29.12.2020

Data Access Layer Techniques

I have spent the last days exploring ways to map SQL result sets to objects as used in object-oriented programming languages as C# or Java. This process is known as object-relational mapping and is needed for all projects accessing data from a SQL database, the results must be converted to objects for further processing or sending them out as JSON.

There is a huge number of mapping tools out there, ranging from widely supported low-level access tools like Open Database Connectivity (ODBC) to highly sophisticated tools like NHibernate or Entity Framework. I have also checked out Dapper, situated somewhere in the middle, focussing very much on the actual mapping step.

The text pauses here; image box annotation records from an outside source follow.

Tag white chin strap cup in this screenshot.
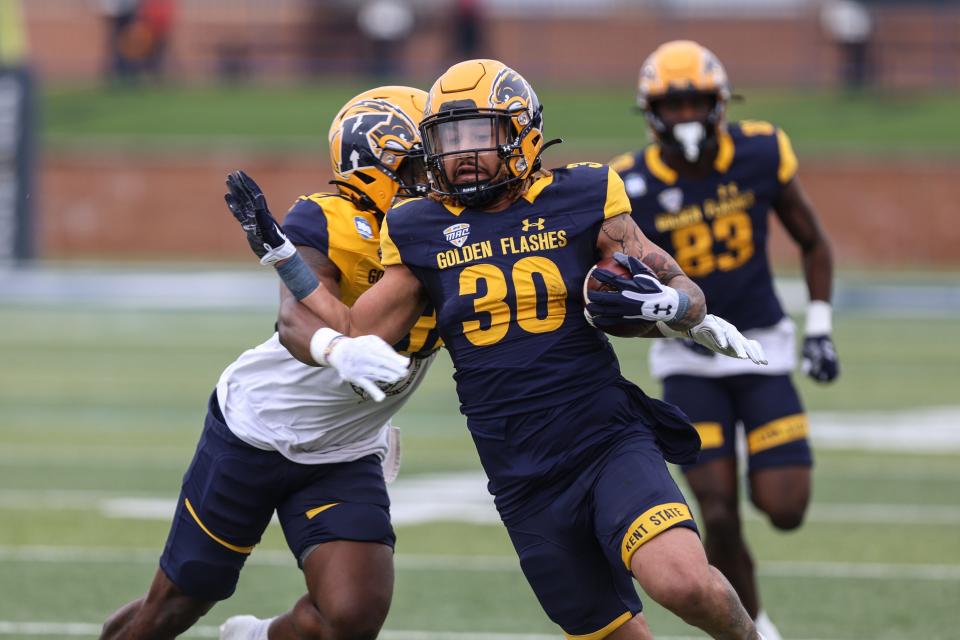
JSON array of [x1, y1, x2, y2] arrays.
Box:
[[673, 122, 707, 163]]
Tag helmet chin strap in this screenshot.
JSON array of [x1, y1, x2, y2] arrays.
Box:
[[673, 121, 707, 164]]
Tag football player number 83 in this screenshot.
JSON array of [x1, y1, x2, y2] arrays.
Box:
[[671, 211, 754, 277], [460, 256, 567, 347]]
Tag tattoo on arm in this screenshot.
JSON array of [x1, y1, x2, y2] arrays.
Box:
[[600, 215, 630, 253], [643, 253, 683, 284]]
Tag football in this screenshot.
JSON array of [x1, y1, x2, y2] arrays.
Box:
[[583, 258, 655, 338]]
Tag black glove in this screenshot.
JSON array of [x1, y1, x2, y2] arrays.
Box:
[[802, 336, 840, 382], [223, 171, 296, 264]]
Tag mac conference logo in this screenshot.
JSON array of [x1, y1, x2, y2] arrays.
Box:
[[443, 222, 470, 247]]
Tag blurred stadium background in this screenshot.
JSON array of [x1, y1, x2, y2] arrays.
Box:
[[0, 0, 960, 640]]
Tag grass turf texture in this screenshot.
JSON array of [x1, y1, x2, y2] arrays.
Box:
[[41, 84, 960, 161], [0, 306, 960, 640]]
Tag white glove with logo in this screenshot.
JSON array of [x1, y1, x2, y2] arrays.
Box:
[[310, 327, 410, 402], [657, 313, 767, 364]]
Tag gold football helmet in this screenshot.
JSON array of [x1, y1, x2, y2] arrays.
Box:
[[420, 60, 544, 207], [637, 40, 731, 162], [329, 86, 427, 214]]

  1. Database-first or code-first?
  2. How to write queries?
  3. Support for complex queries with multiple joins
  4. Amount of boiler-plate code for a new entity
  5. Performance

Common Data Model

So let’s consider an existing table for a person, written in PostgreSQL with columns for ID (primary key), first name, last name, and birth date.

CREATE TABLE public.person (
	id serial NOT NULL,
	first_name varchar(100) NOT NULL,
	last_name varchar(100) NOT NULL,
	birth_date date NULL,
	CONSTRAINT person_pk PRIMARY KEY (id)
);

This is the database-first approach, which means that you start off with a database. In most situations, there is already a database, so SQL knowledge is required to understand and modify the tables and indexes. There are quite some tools to help you with that, I discovered DBeaver, which supports most databases. DBeaver provides a graphical interface for adding tables, columns and has a query analyzer to check execution plans.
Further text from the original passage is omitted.